You are viewing a plain text version of this content. The canonical link for it is here.
Posted to user@ignite.apache.org by Thomas Kramer <do...@gmx.de> on 2021/11/17 09:34:36 UTC

Best way transferring large binary data to nodes

I'll need to transfer large amounts of binary data (in ~30MB chunks)
from the compute job sender to the nodes that run the compute jobs. The
data will be needed in the compute jobs but each chunk is only needed on
one node, while another chunk is needed on another node that computes
the same job. I'm wondering what is the most performant way doing this?

a) Technically I could use byte[] objects on the sender and use this in
IgniteCallable functions, is this efficiently transferring the data to
the nodes?

b) I could also first put the data into a cache on the job sender and
access the data on each node within the job. Ideally using co-location
features.

c) Is there a difference to B if I load the data into the cache using a
DataStreamer? Would it be more efficient?

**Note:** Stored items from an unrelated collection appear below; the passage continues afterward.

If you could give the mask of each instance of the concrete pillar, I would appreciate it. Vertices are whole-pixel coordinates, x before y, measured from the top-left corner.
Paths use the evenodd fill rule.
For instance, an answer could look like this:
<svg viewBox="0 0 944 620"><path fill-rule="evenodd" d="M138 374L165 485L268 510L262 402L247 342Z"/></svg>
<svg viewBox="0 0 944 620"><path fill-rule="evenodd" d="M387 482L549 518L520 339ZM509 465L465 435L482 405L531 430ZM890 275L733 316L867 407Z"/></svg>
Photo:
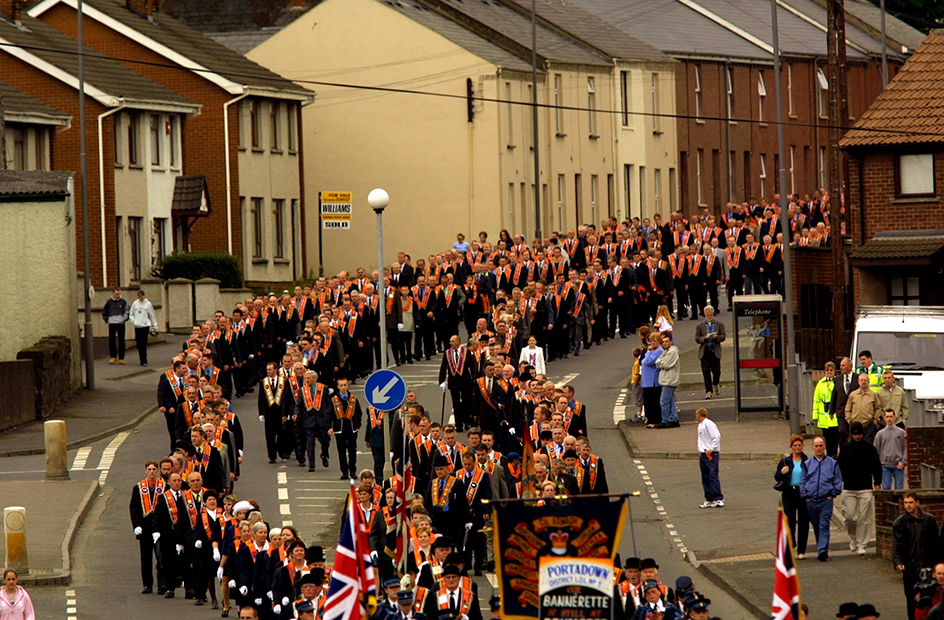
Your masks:
<svg viewBox="0 0 944 620"><path fill-rule="evenodd" d="M46 439L46 480L68 480L66 423L63 420L48 420L43 423L43 432Z"/></svg>
<svg viewBox="0 0 944 620"><path fill-rule="evenodd" d="M232 308L220 308L220 281L213 278L201 278L193 283L196 296L197 321L213 318L217 310L229 312Z"/></svg>
<svg viewBox="0 0 944 620"><path fill-rule="evenodd" d="M151 305L154 306L154 318L157 319L157 331L167 331L167 300L164 281L159 278L141 280L141 290Z"/></svg>
<svg viewBox="0 0 944 620"><path fill-rule="evenodd" d="M190 334L193 329L193 280L167 281L167 325L171 332Z"/></svg>
<svg viewBox="0 0 944 620"><path fill-rule="evenodd" d="M10 506L3 509L3 538L6 554L3 565L19 575L29 574L29 558L26 556L26 508Z"/></svg>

d) Of course I could also use something outside of Ignite, i.e. JeroMQ.
Is this the most efficient way transferring data?

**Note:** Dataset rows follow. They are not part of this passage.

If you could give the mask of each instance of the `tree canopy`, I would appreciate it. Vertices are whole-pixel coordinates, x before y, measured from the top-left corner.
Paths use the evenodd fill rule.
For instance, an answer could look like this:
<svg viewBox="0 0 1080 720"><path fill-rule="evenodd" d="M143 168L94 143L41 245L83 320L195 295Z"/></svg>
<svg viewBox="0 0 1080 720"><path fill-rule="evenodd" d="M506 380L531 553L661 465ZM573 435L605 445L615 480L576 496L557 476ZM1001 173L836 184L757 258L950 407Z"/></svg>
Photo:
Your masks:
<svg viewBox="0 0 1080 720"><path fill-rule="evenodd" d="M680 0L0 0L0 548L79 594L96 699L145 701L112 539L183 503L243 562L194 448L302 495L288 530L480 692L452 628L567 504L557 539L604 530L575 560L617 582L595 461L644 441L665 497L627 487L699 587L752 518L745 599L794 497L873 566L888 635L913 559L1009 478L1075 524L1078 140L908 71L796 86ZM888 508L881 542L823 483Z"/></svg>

Appreciate any help on this.


Re: Re: Best way transferring large binary data to nodes

Posted by Pavel Tupitsyn <pt...@apache.org>.
I think it should be fine.

With thousands of items, we usually may want to do additional
buffering/batching (offered by APIs like DataStreamer),
but since one item is already 30MB, this may not be necessary.

If you decide to try DataStreamer, note that the default batch size is
1024, and 1024*30MB = 3GB, which exceeds the maximum message size of 2GB.
See perNodeBufferSize, perThreadBufferSize [1]

[1]
https://ignite.apache.org/releases/latest/javadoc/org/apache/ignite/IgniteDataStreamer.html

On Wed, Nov 17, 2021 at 8:04 PM Kramer <do...@gmx.de> wrote:

> It will be thousands of chunks of each 30MB in very short time. Still fine
> to use IgniteCompute simplified like this to pass the byte data over to
> nodes?
>
>
>         try (Ignite ignite = Ignition.start())
>         {
>             final byte[] buffer = new byte[30 * 1024 * 1024];
>             int length = ignite.compute().call(new
> IgniteCallable<Integer>()
>             {
>                 @Override
>                 public Integer call() throws Exception
>                 {
>                     // do something with buffer
>                     // ...
>                     // ...
>                     return buffer.length;
>                 }
>             });
>
>             System.out.println("Length: " + length);
>         }
>
>
>
> *Gesendet:* Mittwoch, 17. November 2021 um 15:27 Uhr
> *Von:* "Pavel Tupitsyn" <pt...@apache.org>
> *An:* "user" <us...@ignite.apache.org>
> *Betreff:* Re: Best way transferring large binary data to nodes
> If you only need to process the data, but not store it, I would suggest
> using IgniteCompute.
> Yes, sending byte[] is efficient. 30MB is not that much and should be fine.
>
> On Wed, Nov 17, 2021 at 12:34 PM Thomas Kramer <do...@gmx.de> wrote:
>
>> I'll need to transfer large amounts of binary data (in ~30MB chunks)
>> from the compute job sender to the nodes that run the compute jobs. The
>> data will be needed in the compute jobs but each chunk is only needed on
>> one node, while another chunk is needed on another node that computes
>> the same job. I'm wondering what is the most performant way doing this?
>>
>> a) Technically I could use byte[] objects on the sender and use this in
>> IgniteCallable functions, is this efficiently transferring the data to
>> the nodes?
>>
>> b) I could also first put the data into a cache on the job sender and
>> access the data on each node within the job. Ideally using co-location
>> features.
>>
>> c) Is there a difference to B if I load the data into the cache using a
>> DataStreamer? Would it be more efficient?
>>
>> d) Of course I could also use something outside of Ignite, i.e. JeroMQ.
>> Is this the most efficient way transferring data?
>>
>> Appreciate any help on this.
>>
>
>

Aw: Re: Best way transferring large binary data to nodes

Posted by Kramer <do...@gmx.de>.
It will be thousands of chunks of each 30MB in very short time. Still fine to
use IgniteCompute simplified like this to pass the byte data over to nodes?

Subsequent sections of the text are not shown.